To walk along the same cobblestones that my great-great-great grandparents did. To visit the Waterlooplein Flea Market where my Opa would ride his scooter, and to visit the Westerkerk that had hung, embroidered, in a frame on my Oma's wall. My journey to the Netherlands is not just an opportunity to travel and have fun. This trip has meant an opportunity to find myself and to understand more about where I have come from. My boyfriend is always amazed at how sentimental I become, and how many small details I remember about the Netherlands as a country. To me, these are so important, and are threads woven into the fabric of my family's history.
Today is my niece's first birthday.

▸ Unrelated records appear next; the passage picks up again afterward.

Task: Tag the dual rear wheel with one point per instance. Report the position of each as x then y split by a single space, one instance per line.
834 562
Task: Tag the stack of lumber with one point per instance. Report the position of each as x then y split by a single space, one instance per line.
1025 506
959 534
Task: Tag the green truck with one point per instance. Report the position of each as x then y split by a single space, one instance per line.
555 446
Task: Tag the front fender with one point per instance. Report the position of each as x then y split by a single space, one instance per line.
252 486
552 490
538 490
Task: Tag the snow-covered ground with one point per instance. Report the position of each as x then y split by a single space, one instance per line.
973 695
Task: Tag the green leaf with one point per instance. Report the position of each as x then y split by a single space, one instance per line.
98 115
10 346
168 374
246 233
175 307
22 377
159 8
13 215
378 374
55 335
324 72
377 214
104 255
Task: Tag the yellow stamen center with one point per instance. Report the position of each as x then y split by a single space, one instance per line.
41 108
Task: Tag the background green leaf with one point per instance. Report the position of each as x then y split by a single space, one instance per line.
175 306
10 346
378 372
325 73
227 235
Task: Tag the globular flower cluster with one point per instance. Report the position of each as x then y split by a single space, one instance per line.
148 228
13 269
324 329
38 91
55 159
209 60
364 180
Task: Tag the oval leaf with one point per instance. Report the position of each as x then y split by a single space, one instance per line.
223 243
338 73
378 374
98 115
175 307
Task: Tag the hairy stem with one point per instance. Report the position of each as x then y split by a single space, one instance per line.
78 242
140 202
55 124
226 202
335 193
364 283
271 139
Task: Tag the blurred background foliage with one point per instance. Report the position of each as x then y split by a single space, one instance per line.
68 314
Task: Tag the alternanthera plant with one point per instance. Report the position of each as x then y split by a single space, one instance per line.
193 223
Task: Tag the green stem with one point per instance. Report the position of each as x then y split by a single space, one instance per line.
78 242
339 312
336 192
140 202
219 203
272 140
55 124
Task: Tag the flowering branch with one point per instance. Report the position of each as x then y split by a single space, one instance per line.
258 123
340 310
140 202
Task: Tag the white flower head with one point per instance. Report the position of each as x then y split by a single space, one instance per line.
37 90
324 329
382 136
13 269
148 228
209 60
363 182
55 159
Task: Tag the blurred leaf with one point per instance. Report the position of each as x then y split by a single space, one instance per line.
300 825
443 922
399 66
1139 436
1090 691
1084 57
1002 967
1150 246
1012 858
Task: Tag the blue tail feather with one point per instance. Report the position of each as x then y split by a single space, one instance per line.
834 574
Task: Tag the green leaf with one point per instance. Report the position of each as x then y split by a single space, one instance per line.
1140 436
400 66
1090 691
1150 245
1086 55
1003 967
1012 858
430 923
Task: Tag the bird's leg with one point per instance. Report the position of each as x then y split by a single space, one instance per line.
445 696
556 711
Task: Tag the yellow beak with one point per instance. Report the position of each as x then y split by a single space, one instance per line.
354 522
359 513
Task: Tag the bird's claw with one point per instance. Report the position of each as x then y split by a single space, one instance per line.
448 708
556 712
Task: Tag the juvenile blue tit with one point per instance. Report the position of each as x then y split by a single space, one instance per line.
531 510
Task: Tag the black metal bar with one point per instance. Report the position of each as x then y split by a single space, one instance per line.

With big blue eyes and blondish hair, she already is a little Dutch girl. While I try to bring her home clog slippers and Nijntje books as much as possible, I hope that she will grow up hearing the stories of her great-grandparents and listening to tales from the Netherlands. When she's older, perhaps I will take her to this country so that she, too, can learn about her history.
It's funny how life comes full circle sometimes. Me, as a 22-year-old Dutch descendant, cycling around Amsterdam along the same path that my Oma did some 50 years before.